Domestic vs Foreign viewers
A note on the importance of foreign broadcast rights. In short it’s nice but the domestic audience is what counts. For a race like the Giro d’Italia there was an average global audience of around 2.9 million per day in 2012 according to Van Reeth and if precise data is hard to come by typically half or more of the daily audience is based in Italy. So once you divide up the rest of the world between all the different markets then the importance of the Belgium and Dutch markets isn’t too high for RCS. But it is crucial for the likes of sponsors like Jumbo or Sunweb.
The moral of the story is that race owners get to pick who they sell their TV rights to and there are consequences. When RCS sells the broadcast rights in some markets to Eurosport – now backed by the deep pockets of Discovery – it could earn more money for the race itself but there are consequences, it can also mean smaller audiences. We’re already seeing this in Belgium and the Netherlands where the TV ratings for RCS events like Milan-Sanremo have halved. With luck the Dutch audiences will sustain themselves as people make their way to Eurosport in order to follow the fortunes of Steven Kruijswijk but that’s just the point, it requires people to find a channel rather than just turn on the TV and this simple change can result in hundreds of thousands of viewers being lost.
The piece above looks at the topic from the example of RCS and Eurosport’s Dutch language coverage but this is only an illustration, the same issues apply to other races in other markets with other deals*. Perhaps all TV is going this way as the audience fragments into ever smaller niches so that everyone can find something they want to watch when they want to watch? Overall that’s no bad thing but there are unintended consequences. Pro cycling’s model has been based on mass market television from the days when everyone in a household or a café would congregate around a TV and accept the implicit pact where riders were pedalling billboards and teams named after their sponsors. If this is coming undone then it will impact teams and their sponsors. For now there’s nothing drastic, there’s no need for doomsday headlines but like the Monolith in the 2001 film it’ll take us a while to work out what it all means so until then watch the trend as over the long term the shake-up of broadcast rights and Eurosport’s deeper pockets could alter the sport’s model.

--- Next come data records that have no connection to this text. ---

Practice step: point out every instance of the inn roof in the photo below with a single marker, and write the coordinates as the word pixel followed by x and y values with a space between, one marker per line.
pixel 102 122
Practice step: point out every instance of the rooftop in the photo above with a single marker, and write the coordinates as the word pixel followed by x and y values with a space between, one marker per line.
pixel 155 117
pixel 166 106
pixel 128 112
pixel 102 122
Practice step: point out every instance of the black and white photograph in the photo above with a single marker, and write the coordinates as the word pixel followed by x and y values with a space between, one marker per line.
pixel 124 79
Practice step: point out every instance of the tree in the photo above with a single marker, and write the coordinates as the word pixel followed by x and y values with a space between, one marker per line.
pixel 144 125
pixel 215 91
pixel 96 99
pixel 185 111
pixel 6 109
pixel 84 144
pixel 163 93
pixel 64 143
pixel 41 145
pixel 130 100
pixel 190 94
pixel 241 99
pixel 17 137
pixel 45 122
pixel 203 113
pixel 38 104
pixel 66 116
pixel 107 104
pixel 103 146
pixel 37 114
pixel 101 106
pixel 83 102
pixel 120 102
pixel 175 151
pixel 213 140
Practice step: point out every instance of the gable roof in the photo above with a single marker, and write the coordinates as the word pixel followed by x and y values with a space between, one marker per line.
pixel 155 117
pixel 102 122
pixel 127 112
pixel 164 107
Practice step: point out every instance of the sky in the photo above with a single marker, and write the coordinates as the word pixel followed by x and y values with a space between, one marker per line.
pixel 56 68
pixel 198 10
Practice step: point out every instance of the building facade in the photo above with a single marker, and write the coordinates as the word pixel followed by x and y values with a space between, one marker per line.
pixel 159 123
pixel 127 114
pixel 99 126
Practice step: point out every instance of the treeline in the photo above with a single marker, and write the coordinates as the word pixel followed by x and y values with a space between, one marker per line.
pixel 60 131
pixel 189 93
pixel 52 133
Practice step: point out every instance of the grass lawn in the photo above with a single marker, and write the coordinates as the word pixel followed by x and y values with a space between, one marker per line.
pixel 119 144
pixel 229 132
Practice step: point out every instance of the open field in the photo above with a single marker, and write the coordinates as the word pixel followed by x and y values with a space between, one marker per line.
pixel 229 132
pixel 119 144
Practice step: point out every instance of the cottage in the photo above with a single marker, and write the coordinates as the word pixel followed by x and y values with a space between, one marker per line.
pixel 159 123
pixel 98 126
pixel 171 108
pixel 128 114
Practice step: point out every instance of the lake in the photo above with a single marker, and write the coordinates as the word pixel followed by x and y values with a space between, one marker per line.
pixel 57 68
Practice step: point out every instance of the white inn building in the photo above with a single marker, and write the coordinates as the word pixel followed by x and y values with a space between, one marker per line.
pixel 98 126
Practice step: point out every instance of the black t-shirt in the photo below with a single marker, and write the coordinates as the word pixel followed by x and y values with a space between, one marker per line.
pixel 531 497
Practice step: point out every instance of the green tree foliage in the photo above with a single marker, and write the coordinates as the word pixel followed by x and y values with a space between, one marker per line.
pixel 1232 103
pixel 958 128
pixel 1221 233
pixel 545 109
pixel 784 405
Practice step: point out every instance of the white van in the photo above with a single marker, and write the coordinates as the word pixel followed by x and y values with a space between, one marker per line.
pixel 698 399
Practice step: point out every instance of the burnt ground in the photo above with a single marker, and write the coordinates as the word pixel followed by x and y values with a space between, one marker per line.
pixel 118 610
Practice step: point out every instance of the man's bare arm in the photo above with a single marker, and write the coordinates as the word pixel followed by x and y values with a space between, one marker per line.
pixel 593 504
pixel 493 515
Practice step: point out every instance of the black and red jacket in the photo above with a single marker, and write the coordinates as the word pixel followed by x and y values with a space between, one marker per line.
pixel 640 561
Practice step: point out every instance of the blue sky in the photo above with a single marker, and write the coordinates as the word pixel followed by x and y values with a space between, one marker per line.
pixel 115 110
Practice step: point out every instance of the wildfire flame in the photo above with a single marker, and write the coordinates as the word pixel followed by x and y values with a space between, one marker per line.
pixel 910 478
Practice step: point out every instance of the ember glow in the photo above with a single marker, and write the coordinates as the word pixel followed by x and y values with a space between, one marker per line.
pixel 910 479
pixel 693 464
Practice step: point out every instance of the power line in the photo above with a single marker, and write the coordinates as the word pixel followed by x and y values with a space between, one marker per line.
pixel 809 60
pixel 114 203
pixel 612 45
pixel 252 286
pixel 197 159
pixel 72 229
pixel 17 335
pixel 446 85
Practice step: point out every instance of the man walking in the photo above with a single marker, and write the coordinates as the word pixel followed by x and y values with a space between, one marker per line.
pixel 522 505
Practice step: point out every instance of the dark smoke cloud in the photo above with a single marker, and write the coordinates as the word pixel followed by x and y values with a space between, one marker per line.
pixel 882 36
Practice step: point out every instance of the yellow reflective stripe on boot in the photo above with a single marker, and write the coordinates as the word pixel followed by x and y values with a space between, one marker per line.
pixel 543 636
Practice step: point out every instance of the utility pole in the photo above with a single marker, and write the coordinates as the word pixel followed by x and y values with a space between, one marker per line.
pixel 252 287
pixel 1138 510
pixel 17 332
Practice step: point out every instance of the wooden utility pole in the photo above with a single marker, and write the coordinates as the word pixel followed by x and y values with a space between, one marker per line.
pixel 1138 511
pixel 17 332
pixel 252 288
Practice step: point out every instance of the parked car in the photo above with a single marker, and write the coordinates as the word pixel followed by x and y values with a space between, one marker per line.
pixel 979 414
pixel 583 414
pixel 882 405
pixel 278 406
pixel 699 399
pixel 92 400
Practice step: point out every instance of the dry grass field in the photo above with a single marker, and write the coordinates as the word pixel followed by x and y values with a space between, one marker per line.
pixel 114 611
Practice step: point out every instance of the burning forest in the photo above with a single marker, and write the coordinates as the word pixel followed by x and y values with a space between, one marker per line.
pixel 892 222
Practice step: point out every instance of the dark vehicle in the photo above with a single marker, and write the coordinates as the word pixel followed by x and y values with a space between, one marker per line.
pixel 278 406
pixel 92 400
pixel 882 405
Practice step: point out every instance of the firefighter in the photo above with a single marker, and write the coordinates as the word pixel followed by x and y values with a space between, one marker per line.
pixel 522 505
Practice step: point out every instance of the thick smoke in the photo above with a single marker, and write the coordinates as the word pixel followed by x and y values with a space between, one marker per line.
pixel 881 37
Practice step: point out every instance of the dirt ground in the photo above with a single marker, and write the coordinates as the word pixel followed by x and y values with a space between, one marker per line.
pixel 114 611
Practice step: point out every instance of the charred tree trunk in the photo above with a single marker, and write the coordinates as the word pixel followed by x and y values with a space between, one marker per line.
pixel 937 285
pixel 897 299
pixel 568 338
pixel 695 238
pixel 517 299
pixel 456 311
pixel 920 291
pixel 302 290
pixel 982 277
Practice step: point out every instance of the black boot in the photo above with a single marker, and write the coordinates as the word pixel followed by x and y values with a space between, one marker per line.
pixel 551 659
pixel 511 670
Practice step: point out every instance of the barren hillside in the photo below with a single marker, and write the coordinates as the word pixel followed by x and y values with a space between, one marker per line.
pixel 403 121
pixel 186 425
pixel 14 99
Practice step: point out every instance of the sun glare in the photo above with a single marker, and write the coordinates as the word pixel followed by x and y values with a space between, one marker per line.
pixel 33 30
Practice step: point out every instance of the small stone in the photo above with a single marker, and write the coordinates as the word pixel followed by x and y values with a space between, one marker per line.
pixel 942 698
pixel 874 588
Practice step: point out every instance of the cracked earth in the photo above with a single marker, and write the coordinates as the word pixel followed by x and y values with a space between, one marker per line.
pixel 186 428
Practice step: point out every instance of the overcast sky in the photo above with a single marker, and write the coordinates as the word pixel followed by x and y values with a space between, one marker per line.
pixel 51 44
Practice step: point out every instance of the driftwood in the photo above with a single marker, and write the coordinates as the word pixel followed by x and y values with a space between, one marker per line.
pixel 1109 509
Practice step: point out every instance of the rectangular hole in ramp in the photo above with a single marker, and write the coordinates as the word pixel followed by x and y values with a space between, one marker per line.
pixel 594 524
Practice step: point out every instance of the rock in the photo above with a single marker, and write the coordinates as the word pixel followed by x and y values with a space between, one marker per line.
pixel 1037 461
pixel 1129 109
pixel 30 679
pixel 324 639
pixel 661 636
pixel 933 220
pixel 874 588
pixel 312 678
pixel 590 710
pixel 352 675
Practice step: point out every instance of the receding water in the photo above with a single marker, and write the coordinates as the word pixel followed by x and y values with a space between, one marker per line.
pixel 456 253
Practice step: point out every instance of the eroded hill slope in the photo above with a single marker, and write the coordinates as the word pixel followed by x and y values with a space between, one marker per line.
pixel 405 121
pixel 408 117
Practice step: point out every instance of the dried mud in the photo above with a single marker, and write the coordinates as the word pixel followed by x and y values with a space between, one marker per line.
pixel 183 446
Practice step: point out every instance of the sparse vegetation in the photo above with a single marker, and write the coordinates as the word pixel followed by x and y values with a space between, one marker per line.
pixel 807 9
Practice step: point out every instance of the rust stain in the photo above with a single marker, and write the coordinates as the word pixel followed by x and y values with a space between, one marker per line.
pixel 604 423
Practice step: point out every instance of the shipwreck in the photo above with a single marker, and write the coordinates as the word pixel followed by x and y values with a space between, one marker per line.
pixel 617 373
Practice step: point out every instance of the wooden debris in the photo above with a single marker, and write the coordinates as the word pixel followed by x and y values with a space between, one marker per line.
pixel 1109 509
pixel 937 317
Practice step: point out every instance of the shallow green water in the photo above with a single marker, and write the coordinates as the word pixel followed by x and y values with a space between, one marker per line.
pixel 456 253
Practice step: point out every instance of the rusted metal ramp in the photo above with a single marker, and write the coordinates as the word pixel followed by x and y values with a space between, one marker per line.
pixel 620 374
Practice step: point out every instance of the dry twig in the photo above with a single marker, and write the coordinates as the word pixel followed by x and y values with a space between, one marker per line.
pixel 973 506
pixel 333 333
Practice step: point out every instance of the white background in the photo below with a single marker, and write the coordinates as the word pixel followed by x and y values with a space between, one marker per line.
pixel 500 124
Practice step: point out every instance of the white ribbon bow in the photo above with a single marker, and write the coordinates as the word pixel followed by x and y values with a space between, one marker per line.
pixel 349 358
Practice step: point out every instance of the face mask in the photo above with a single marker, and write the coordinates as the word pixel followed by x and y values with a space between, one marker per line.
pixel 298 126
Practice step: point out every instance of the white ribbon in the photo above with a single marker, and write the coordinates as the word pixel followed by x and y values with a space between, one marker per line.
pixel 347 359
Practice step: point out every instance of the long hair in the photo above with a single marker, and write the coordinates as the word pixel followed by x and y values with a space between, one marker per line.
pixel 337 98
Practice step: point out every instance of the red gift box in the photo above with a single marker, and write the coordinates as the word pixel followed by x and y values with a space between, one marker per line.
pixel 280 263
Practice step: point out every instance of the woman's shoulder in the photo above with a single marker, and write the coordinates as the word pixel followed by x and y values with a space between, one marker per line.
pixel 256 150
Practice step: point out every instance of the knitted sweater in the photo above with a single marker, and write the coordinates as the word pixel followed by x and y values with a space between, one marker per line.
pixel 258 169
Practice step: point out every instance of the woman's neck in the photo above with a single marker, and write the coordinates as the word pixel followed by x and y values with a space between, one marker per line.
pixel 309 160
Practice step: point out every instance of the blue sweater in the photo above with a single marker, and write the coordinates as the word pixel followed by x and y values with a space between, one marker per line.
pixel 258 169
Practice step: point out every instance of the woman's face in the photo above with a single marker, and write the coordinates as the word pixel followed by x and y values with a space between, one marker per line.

- * For example the Giro d’Italia and other RCS races won’t be on SBS in Australia any longer. In Japan all RCS races have been sold to the DAZN streaming service rather than TV’s J-Sports, the habitual home of cycling in Japan, and as of pixel time there’s no news of Japanese language commentary and there will be no Flanders Classics races on J-Sports either. Normally you’d think Australia and Japan are just the kind of large consumer markets where these events would want to expand rather than shrink/vanish.